Alice guardò con la coda degli occhi il biondo: aveva gli occhi socchiusi mentre osservava il figlio, la schiena curva e i gomiti poggiati sulle ginocchia così da potersi reggere la testa che cominciava ad essere pesante per i troppi pensieri. "Caro diario,
Alice non è venuta al mio matrimonio. Infondo che mi aspettavo? Ho tradito la sua fiducia." - "Caro diario,
la amo. Mentre guardo Beatrice che dorme nel mio letto con una lingerie sexy immagino Alice al suo posto. Mentre dicevo "sì, lo voglio" pensavo a quanto posso essere un cazzone delle volte." - "Caro diario,
Paolo è stupendo. Lo amo."
Giorgio si alzò e andò da suo figlio, gli tolse il diario dalle mani e lo strinse in un forte abbraccio. "Dopo questo non ho più scritto niente, perché quando sei nato tu la mia vita ha ritrovato un senso anche se al mio fianco non avevo la persona che desideravo." Gli baciò la testa.
"Però la mamma ha scritto."
"Eh?"
"Ha trovato il diario e ha scritto al posto tuo." Spiegò.
"Caro diario,
quel coglione di Giorgio non sa nascondere le cose. E non sa amarmi. Perché no? Cos'ho di sbagliato?
Perché ha scelto lei? Fin da quando eravamo piccoli ha scelto lei, ed io non so come sono riuscita ad esserle amica per tutto questo tempo. Adesso è sparita, chissà che fine ha fatto. Io ho bisogno di lei e lei sparisce, mi sembra ovvio.

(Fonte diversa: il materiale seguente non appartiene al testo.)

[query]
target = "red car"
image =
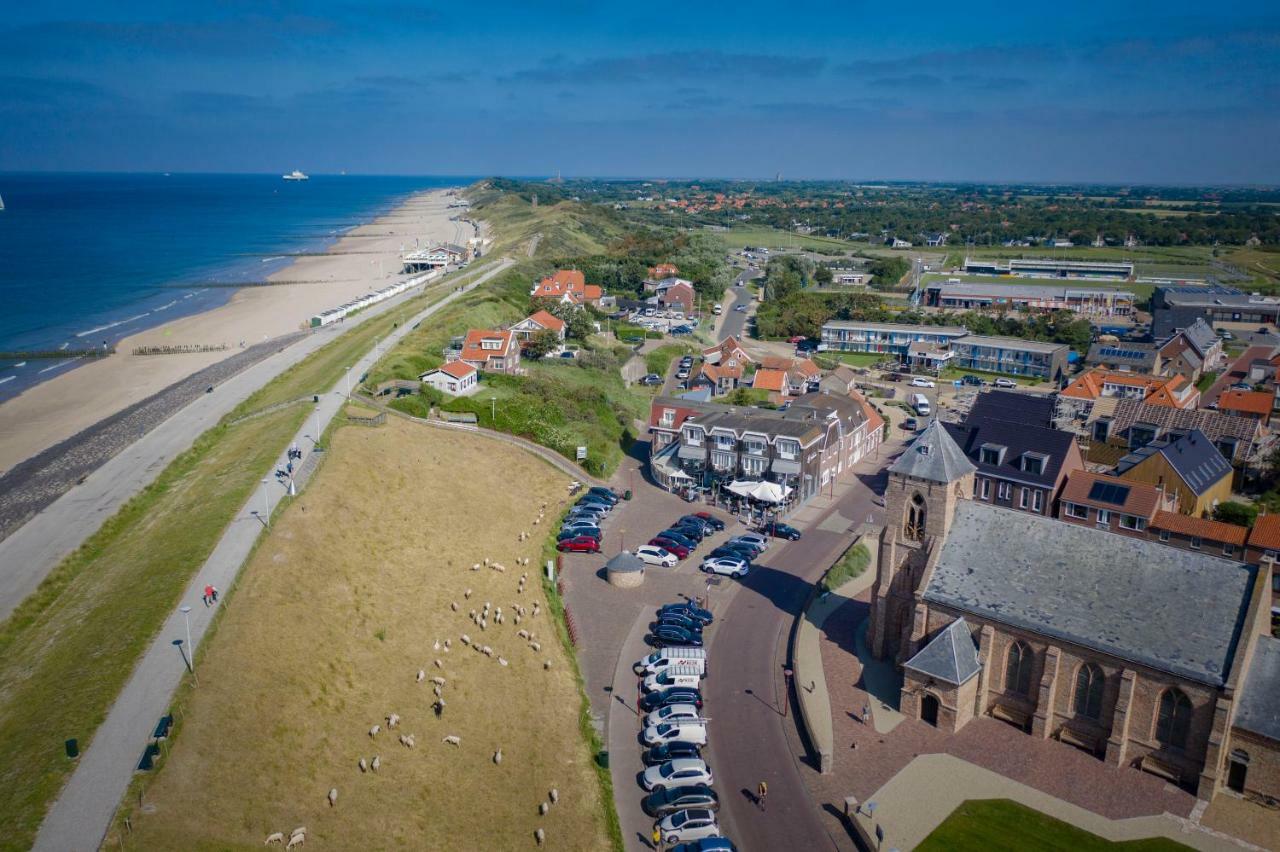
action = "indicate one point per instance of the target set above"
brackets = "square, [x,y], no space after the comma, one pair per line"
[579,544]
[667,544]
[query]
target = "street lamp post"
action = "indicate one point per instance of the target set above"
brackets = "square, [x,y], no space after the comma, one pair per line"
[191,656]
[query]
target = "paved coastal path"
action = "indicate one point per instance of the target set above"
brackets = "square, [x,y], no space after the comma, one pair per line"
[82,814]
[37,546]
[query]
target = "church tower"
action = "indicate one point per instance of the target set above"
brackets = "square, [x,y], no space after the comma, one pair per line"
[924,485]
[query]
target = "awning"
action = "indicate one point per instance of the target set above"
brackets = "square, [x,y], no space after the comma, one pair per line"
[690,452]
[785,466]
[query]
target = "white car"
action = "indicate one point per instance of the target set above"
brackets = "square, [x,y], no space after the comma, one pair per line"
[684,772]
[656,555]
[671,713]
[694,732]
[691,824]
[725,566]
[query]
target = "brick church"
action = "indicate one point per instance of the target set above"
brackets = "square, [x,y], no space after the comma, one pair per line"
[1147,656]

Ho incontrato Natale l'altro giorno al supermercato e mi ha detto che è incinta. L'ho chiamata per farle gli auguri (anche se lei non me li ha fatti) e lei non ha risposto. Al diavolo!" - "Caro diario,
Luca oggi si è presentato a casa nostra ed ha detto che Alice ha preso la bambina e se n'è andata. Lui era tutto preoccupato perché voleva aiutarla con le spese. Gli ho chiesto di chi fosse il bambino e lui mi ha detto che non lo sa.
Cazzone bugiardo. Io lo so di chi è!" - "Caro diario,
oggi ho visto la bambina di Alice, è bellissima, ha i tratti della madre e qualche lentiggine, i capelli sono biondo cenere e gli occhi li ha verdi. Verdi come quelli di Luca.
Li conosco bene i suoi occhi, ogni sfumatura, ogni pagliuzza, e quelli sono i suoi occhi. Quelli che ha quella bambina sono i suoi.
Non penso però che lui sappia che è sua, sennò già mi avrebbe lasciato."
Alice e Giorgio stettero in silenzio. La rossa era terrorizzata, tremava, mentre il biondo era incredulo. "Lei lo sapeva e non me l'ha detto." Pronunciò queste parole a bassa voce ma la donna lo sentì.
"Tu... tu lo sai già."
Giorgio sentendo la sua voce incrinata si alzò e si diresse da lei. "Non mi toccare!" Gli urlò.
"Alice..."
"Non toccarmi!" Cominciò a singhiozzare rumorosamente e tutto quel trambusto aveva attirato l'attenzione di Luca, che portò via Paolo e poi ritornò in stanza. "Alice?" La richiamò.
"Lui... lui sa di Clelia!" Sbottò isterica.
"Glielo ha detto lei che è sua figlia." Le rispose con calma e con voce pacata l'amico, perché sapeva che avrebbe potuto rompersi con un tono di voce di verso e con altre parole.
Alice lo guardò. Era terrorizzata. "È colpa mia. È colpa mia se si è ammazzata! Lei... lei lo sapeva. Io non dovevo fare sesso con Giorgio. No. Non dovevo. Io dovevo restarle accanto. Io... io..."
Pianse ininterrottamente per un'ora e poco più, biascicando parole senza senso e prendendosi la colpa per tutto.